Heute haben wir das schöne Wetter genutzt und drei Länder bereist. Bei strahlendem Sonnenschein sind wir in Huppenbroich losgefahren und den Weg zur niederländischen Grenze genutzt, um noch offene Aktionen zu erledigen.

Die erste Station war Valkenburg im niederländischen Limburg. Der Ort wird beherrscht von der Burgruine, die man von nahezu überall oben auf dem Hügel sehen kann. Der Tourismus wird ist hier Haupteinnahmequelle – in der recht großen Fußgängerzone reiht sich ein Lokal an das Andere. Die Anzahl der Besucher war noch überschaubar, da wir hier am Vormittag verweilten.

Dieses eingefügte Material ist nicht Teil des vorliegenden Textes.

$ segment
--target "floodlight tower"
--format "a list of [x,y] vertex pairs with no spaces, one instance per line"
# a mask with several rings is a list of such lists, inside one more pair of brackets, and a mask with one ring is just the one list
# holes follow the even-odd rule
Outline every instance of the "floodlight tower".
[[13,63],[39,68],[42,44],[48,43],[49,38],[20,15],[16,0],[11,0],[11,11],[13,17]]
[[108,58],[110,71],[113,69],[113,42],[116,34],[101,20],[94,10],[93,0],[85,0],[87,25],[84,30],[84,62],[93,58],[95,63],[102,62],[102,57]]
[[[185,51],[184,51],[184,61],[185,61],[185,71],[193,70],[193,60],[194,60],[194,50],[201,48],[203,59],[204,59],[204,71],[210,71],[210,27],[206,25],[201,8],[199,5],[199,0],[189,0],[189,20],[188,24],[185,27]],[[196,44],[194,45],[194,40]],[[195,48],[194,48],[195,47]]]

Nach kurzer Fahrt durch Maastricht erreichten wir unser nächstes Ziel: Alden Biesen. Dies war im Mittelalter die größte Komturei des Deutschordens im Nordwesten Europas. Es ist auch heute noch eine beeindruckende Anlage, die nach umfangreicher Renovierung und Modernisierung wieder bewohnt wird. Die Schlossanlage ist ein Gebäudeensemble, das sich um drei Höfe gruppiert. Gemeinsam mit dem Schlosspark und sonstigen dazugehörigen Besitzungen nimmt sie eine Fläche von etwa 65 Hektar ein. Das Ensemble erinnerte in einigen Teilen an die Marienburg, die ebenfalls von dem Orden gebaut wurde. Allerdings hat es nicht der Wehrcharakter der ostpreußischen Anlage.

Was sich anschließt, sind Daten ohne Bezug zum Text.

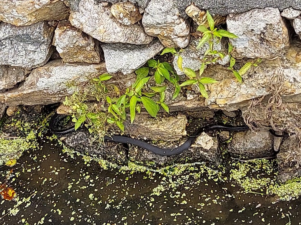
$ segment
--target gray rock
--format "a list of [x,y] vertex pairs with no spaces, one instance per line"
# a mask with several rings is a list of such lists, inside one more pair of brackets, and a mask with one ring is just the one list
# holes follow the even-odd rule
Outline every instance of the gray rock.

Der letzte Besuch galt der ältesten belgischen Stadt Tongeren. Sie wurde als römischen Lager gegründet und diente später als wichtiges Handelszentrum. Die Hunnen haben die römische Stadt vollständig zerstört. Der Stadtzentrum wird heute beherrscht von der gotischen Liebfrauenbasilika. Alle sieben Jahre wird eine große Prozession mit dem Muttergottesbild gehalten, das als wundertätig betrachtet wird. In diesem Jahr war Tongeren vom 7. bis 14. Juli Schauplatz der Wallfahrt. Wir konnten die Fahnen noch überall in der Innenstadt sehen.